The search for the boyfriend
Another topic that had our attention was Layla’s boyfriend. This happened while discussing the bananagate. Layla went, “My boyfriend also eats a lot so I understand that some people just need more food. He is lanky but that’s his thing.” We were all intrigued, “Who is this guy?” If a girl in our group had a boyfriend at the retreat, we should be knowing about it. Bananagate was temporarily forgotten. We wanted to know more about this guy. So she described him – he is a tall, lanky guy with a goatee. We were bursting with curiosity about his identity. I went back to the evening sessions looking for tall, lanky guys with a goatee. Turns out there were more than one. Infact, I spotted four and puzzled over which one it was. At dinner time, I tried to spot Layla and if there was any tall, lanky guy around her. There were two lanky guys around her on this occasion. I was completely at sea about which one it could be. Layla and her boyfriend were both very dedicated to the course so they never really hung out together and focused on their own spiritual journeys. This made spotting the boyfriend difficult. Varsha being the most observant one was the first among us to guess correctly. Every GD after that till we had all figured out who he was, we used to spend some time putting forward the options. Observing over a couple of days and taking cues from Varsha, I got to know who he was.

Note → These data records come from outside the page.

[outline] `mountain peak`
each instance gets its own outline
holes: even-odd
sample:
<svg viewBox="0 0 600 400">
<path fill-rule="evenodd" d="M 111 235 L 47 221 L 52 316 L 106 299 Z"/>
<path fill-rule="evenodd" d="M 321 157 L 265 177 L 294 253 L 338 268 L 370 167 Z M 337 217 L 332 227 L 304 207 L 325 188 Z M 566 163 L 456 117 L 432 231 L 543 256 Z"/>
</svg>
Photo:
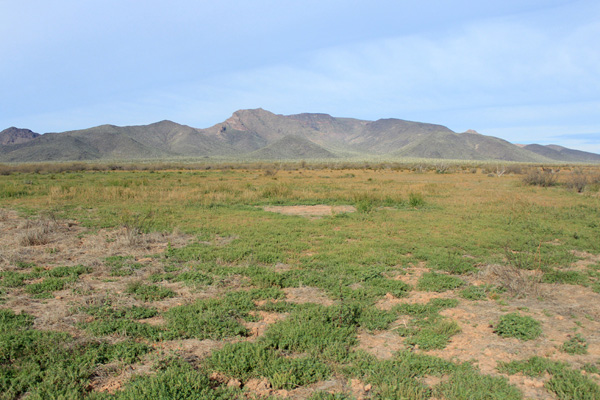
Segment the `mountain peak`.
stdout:
<svg viewBox="0 0 600 400">
<path fill-rule="evenodd" d="M 22 129 L 11 126 L 0 132 L 0 145 L 10 146 L 13 144 L 27 143 L 38 136 L 40 136 L 40 134 L 33 132 L 31 129 Z"/>
</svg>

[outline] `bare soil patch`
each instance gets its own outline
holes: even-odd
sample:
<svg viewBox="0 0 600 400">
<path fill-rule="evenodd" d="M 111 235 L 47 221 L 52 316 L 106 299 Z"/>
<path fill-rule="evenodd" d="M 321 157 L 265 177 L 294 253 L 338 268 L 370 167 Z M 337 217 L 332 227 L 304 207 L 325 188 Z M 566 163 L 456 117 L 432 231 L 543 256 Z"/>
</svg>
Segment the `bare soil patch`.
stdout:
<svg viewBox="0 0 600 400">
<path fill-rule="evenodd" d="M 391 359 L 394 353 L 404 348 L 404 338 L 393 331 L 359 332 L 358 348 L 379 359 Z"/>
<path fill-rule="evenodd" d="M 311 286 L 285 288 L 283 291 L 286 294 L 286 300 L 290 303 L 317 303 L 323 306 L 330 306 L 335 303 L 321 289 Z"/>
<path fill-rule="evenodd" d="M 334 214 L 352 213 L 356 211 L 356 207 L 320 204 L 316 206 L 266 206 L 263 207 L 263 210 L 284 215 L 318 218 Z"/>
</svg>

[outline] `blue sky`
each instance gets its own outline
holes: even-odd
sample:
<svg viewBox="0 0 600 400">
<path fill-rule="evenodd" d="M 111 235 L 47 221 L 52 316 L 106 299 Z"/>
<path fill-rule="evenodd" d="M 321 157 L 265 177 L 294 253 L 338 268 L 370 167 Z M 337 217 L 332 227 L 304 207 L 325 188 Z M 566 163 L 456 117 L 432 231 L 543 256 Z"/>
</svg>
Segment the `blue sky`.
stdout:
<svg viewBox="0 0 600 400">
<path fill-rule="evenodd" d="M 600 2 L 0 0 L 0 130 L 235 110 L 600 153 Z"/>
</svg>

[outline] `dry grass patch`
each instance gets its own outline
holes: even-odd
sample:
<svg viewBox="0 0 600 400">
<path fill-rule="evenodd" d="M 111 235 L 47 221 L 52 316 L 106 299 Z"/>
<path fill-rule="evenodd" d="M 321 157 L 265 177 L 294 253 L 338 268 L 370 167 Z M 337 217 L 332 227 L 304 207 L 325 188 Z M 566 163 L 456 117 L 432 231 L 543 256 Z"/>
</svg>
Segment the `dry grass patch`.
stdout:
<svg viewBox="0 0 600 400">
<path fill-rule="evenodd" d="M 301 217 L 324 217 L 335 214 L 356 212 L 354 206 L 266 206 L 263 210 L 283 215 L 299 215 Z"/>
</svg>

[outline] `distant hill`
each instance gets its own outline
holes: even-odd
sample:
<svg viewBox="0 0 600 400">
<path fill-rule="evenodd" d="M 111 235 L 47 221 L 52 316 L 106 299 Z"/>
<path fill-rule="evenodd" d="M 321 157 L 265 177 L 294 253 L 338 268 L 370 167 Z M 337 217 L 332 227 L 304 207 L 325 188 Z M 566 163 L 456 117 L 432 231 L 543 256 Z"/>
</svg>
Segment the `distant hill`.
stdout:
<svg viewBox="0 0 600 400">
<path fill-rule="evenodd" d="M 19 129 L 12 126 L 0 132 L 0 146 L 29 142 L 38 136 L 40 136 L 39 133 L 32 132 L 29 129 Z"/>
<path fill-rule="evenodd" d="M 335 158 L 335 154 L 300 136 L 284 136 L 270 145 L 248 154 L 261 160 L 302 160 L 310 158 Z"/>
<path fill-rule="evenodd" d="M 600 154 L 587 151 L 573 150 L 556 144 L 542 146 L 541 144 L 528 144 L 524 149 L 542 155 L 551 160 L 571 162 L 600 162 Z"/>
<path fill-rule="evenodd" d="M 172 121 L 101 125 L 38 135 L 9 128 L 0 133 L 0 161 L 135 160 L 175 157 L 327 159 L 334 157 L 436 158 L 522 162 L 600 162 L 600 155 L 560 146 L 519 147 L 475 131 L 442 125 L 327 114 L 279 115 L 239 110 L 205 129 Z"/>
</svg>

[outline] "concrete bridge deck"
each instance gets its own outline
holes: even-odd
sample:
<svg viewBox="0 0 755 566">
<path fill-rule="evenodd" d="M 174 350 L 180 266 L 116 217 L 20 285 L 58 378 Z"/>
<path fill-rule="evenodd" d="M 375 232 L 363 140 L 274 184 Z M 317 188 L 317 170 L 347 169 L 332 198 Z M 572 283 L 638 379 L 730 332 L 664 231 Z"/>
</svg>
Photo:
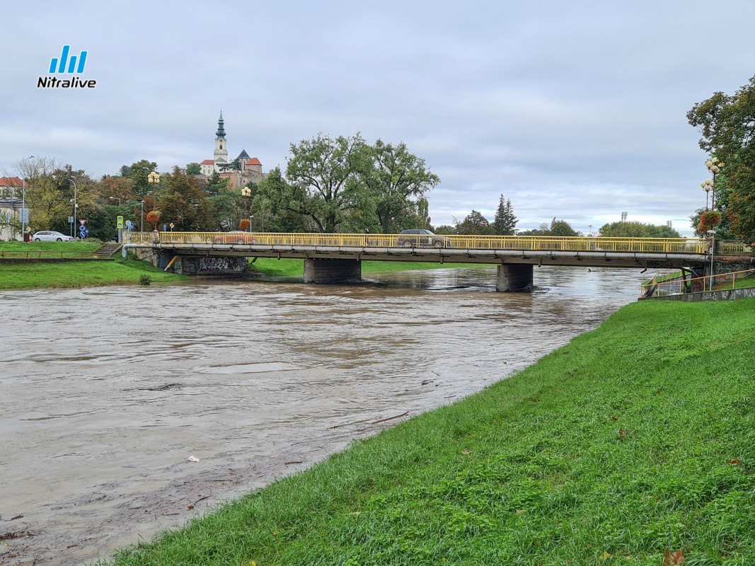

Why did it take so long to figure out who this guy was? Because Layla had told us her boyfriend was British. She was very fair so I was looking at the fairer of tall, lanky guy options. And it turned out to be the guy who dressed like a hippie but looked like an Indian yogi complete with dark, dishevelled hair and a rugged tan!
On a side note, I had noticed during the philosophy class that Layla (and her boyfriend too) had her eyes closed all through the teachings. As I had got to know in GD, Layla was much more advanced than me when it came to yoga and meditation so I used to wonder, “Is she absorbing the teachings better this way?” I used to look at my notes and ask myself if I should go the Layla route and close my eyes instead of making notes. The small voice inside my head would immediately go, “No! You won’t remember a thing after all is said and done, if you don’t write it down. Aukat me reh!”
Layla asked me my age the last day of GD . When I told her, she was taken by surprise. “I thought you must be 22-23 . You do such diligent note taking and remember everything from class – I thought you must be fresh out of college or something”. Everyone chortled at how true that was. I could see my note-taking had become legendary in the discussion group. If anyone didn’t remember something from the class during GD, they used to look towards me, sure that I must have written it down!